Sur les dépens et l’article 700 du Code de procédure civile
[U] [N], qui succombe, sera condamnée aux dépens de l’instance, lesquels seront recouvrés conformément aux dispositions de la loi sur l’aide juridictionnelle.
Il serait en outre inéquitable de laisser à la charge de [O] [S] la totalité des frais irrépétibles non compris dans les dépens. Il y a lieu de condamner [U] [N] à lui payer la somme totale de 500 euros.

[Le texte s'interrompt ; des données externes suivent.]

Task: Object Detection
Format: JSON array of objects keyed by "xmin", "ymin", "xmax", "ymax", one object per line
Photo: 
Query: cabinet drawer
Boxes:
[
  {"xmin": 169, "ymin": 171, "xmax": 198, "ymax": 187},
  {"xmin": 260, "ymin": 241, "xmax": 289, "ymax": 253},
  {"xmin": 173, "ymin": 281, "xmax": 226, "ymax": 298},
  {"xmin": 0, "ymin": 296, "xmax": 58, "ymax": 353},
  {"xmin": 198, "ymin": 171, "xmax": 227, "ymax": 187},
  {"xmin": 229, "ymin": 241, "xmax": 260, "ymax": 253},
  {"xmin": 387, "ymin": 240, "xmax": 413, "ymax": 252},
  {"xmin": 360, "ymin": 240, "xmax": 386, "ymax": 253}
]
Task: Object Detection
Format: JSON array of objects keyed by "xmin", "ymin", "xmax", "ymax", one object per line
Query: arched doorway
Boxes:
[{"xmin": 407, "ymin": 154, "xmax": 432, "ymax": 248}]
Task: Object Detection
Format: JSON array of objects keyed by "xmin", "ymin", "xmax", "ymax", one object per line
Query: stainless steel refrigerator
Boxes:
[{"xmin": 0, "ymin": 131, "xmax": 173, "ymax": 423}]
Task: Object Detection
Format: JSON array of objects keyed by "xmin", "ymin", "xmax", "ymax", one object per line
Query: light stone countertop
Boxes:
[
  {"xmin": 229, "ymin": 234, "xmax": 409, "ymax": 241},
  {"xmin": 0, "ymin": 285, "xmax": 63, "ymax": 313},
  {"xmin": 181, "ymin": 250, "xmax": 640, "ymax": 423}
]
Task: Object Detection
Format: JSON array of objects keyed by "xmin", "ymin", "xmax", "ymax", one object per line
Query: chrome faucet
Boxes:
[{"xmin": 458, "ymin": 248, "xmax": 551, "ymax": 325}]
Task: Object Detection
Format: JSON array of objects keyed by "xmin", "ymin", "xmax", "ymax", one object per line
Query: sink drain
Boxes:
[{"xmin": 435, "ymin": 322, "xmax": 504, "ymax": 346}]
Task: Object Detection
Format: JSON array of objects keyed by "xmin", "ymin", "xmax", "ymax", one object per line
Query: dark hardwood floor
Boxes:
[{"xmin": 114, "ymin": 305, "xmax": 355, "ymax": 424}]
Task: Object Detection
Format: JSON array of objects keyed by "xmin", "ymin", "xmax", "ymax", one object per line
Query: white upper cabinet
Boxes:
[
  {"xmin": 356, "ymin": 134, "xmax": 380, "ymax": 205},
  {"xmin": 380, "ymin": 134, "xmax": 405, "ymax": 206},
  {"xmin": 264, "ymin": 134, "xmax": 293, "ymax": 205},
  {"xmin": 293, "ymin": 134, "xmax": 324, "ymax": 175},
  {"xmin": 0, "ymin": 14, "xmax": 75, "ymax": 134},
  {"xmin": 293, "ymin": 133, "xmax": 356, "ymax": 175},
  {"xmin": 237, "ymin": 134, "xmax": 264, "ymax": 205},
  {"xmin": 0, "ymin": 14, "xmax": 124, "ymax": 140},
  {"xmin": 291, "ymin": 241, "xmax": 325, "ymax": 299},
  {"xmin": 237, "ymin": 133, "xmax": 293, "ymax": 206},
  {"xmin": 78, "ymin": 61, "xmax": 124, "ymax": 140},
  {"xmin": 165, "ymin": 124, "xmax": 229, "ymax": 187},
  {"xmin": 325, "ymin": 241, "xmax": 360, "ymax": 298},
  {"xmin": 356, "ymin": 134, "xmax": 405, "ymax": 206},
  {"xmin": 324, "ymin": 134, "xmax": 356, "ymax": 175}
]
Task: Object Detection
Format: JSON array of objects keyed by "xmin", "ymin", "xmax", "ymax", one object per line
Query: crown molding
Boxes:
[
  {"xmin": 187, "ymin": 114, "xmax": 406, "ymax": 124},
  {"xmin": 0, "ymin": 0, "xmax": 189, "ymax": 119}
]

Sur l’exécution provisoire
L’exécution provisoire, de droit en la matière, ne sera pas écartée.
PAR CES MOTIFS
Le juge des contentieux de la protection, statuant publiquement par mise à disposition au greffe, par jugement contradictoire et rendu en premier ressort,
— Constate la validité du congé délivré par [O] [S] à [U] [N], le 15 octobre 2024, à effet au 30 avril 2025;
— Constate que [U] [N] est occupante sans droit, ni titre des lieux, appartement lot n°223, porte n°620 et cave, au deuxième sous-sol, lot n°2588, au sein de la résidence [Etablissement 1], [Adresse 3], depuis le 1er mai 2025;
— Autorise [O] [S] à faire procéder, à l’issue du délai de deux mois à compter du commandement de quitter les lieux, à l’expulsion de [U] [N], ainsi que de celle de tous occupants de son chef, avec le concours de la force publique si besoin est, des lieux, appartement lot n°223, porte n°620 et cave, au deuxième sous-sol, lot n°2588, au sein de la résidence [Etablissement 1], [Adresse 3] ;
— Dit que l’occupant devra libérer les lieux, remettre les clés et établir un état des lieux de sortie contradictoire avec le bailleur ;
— Dit que le sort des meubles sera régi par les dispositions du code des procédures civiles d’exécution ;
— Condamne [U] [N] à payer à [O] [S] une indemnité d’occupation mensuelle correspondant au montant du dernier loyer mensuel principal, soit la somme de 566 euros, majorée de la provision mensuelle pour charges, indemnité à indexer selon les clauses du contrat résilié, à compter du 1er mai 2025, jusqu’à parfaite libération des lieux matérialisés par la remise des clés ou l’expulsion;
— Déboute [O] [S] du surplus de ses demandes, notamment d’astreinte de 10 euros par jour de retard à compter de la signification du jugement à intervenir;
— Déboute [U] [N] du surplus de ses demandes, notamment de délais pour quitter les lieux ;
— Condamne [U] [N] aux dépens de l’instance, lesquels seront recouvrés conformément aux dispositions de la loi sur l’aide juridictionnelle;
— Condamne [U] [N] à payer à [O] [S] la somme totale de 500 euros au titre de l’article 700 du code de procédure civile ;
— Rappelle que l’exécution provisoire de la présente décision est de droit.
Ainsi jugé et mis à la disposition du public au greffe.